Sul brano in questione Brian May dichiara: “Questo brano resta un mistero anche per me. Si basa su un vecchio giro di blues, ma né all’epoca né oggi sono riuscito a individuare l’effettivo autore del pezzo. Ricordo di averla sentita in tv, probabilmente eseguita da Muddy Waters. Oggi Tim aggiunge: “In effetti potrebbe trattarsi di una linea melodica, una citazione che ho già sentito da qualche parte”. Il mistero sull’origine del brano resta, quindi, sebbene sia chiaro che l’ispirazione, almeno per quanto riguarda lo stile, provenga direttamente dai Cream di Eric Clapton, in particolare col pezzo ‘Sitting On Top Of The World’ del 1968.

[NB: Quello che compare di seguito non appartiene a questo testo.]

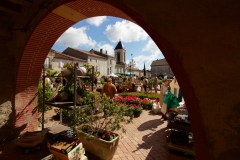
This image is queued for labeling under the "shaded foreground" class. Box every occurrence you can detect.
[0,110,194,160]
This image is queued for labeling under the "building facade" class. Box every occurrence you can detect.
[44,49,87,71]
[151,58,174,76]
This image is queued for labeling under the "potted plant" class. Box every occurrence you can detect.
[72,92,133,160]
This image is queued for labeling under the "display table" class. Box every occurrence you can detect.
[167,112,195,156]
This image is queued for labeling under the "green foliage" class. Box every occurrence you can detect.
[141,101,153,109]
[119,92,159,99]
[46,68,59,77]
[38,78,53,112]
[72,95,133,141]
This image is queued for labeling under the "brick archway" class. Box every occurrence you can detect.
[15,0,209,159]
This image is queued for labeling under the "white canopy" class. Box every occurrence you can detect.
[108,73,118,77]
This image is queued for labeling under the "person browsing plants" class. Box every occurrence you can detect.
[143,76,148,92]
[101,78,117,99]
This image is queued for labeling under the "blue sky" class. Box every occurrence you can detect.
[52,16,164,69]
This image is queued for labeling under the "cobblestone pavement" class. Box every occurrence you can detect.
[0,110,194,160]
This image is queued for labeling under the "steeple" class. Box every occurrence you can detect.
[114,40,124,50]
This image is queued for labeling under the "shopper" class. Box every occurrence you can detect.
[143,76,148,92]
[132,75,137,92]
[159,77,170,120]
[101,78,117,99]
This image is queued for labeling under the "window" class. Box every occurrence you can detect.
[117,52,120,62]
[44,57,50,68]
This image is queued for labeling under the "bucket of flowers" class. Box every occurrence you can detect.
[72,93,133,160]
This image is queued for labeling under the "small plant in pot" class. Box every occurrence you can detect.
[73,93,134,160]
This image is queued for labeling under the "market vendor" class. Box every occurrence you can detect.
[101,78,117,99]
[159,77,179,120]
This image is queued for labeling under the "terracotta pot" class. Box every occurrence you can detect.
[78,133,119,160]
[77,67,87,76]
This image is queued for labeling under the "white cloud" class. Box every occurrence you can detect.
[86,16,107,26]
[133,39,164,69]
[142,39,162,55]
[55,27,96,48]
[97,42,114,56]
[105,20,149,43]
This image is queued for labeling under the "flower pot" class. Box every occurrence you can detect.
[78,132,119,160]
[61,68,72,76]
[77,67,87,76]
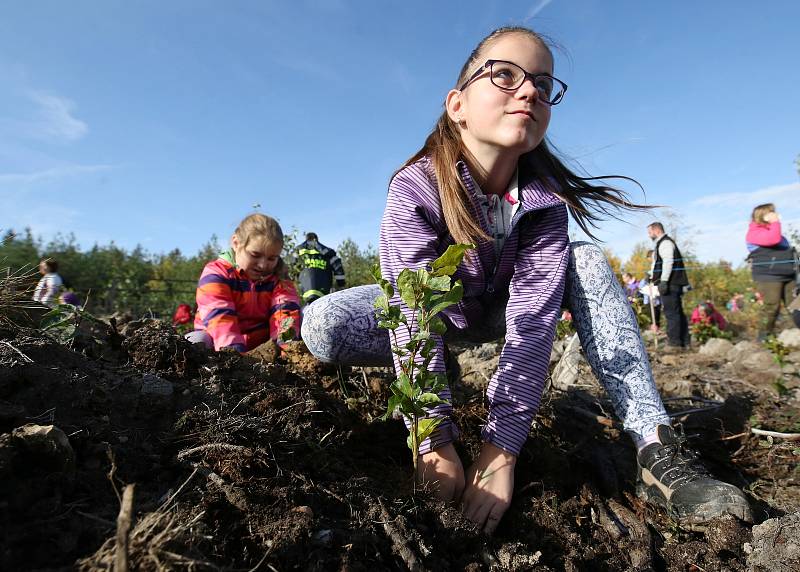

Tuttavia va detto che lo stesso Brian ha anche riportato sul suo sito ufficiale che See What A Fool I’ve Been prende ispirazione direttamente dal brano ‘That’s How I Feel’ di Sonny Brown, Terry McGhee e Big Bill Bronzy, per cui l’antico mistero può considerarsi ormai risolto.
Del concerto alla Royal Albert Hall, comunque, non resta alcuna testimonianza, giacché non venne registrato nonostante la presenza del dj John Peel (famose le ‘Peel Sessions’ dei Queen risalenti al 1977 e presenti su svariati bootleg della band, n.d.t.). All’evento partecipò anche un amico di vecchia data di Roger Taylor, il futuro fotografo dei Queen John Puddifoot. È a lui che si deve la realizzazione di un brevissimo filmato di quel concerto, circa 3 minuti incisi su una pellicola 8 mm. Si tratta di un nastro privo di audio e la cui qualità è ben lontana dall’essere buona, ma è comunque una testimonianza giunta fino a noi, peraltro riprodotta nel documentario ‘Champions Of The World’, che però appare con il sonoro sovrainciso di ‘Step On Me’ ed ‘April Lady’, tratte dalle sessions che i Queen realizzarono ai De Lane Studios, delle prove ironiche che furono comunque registrate.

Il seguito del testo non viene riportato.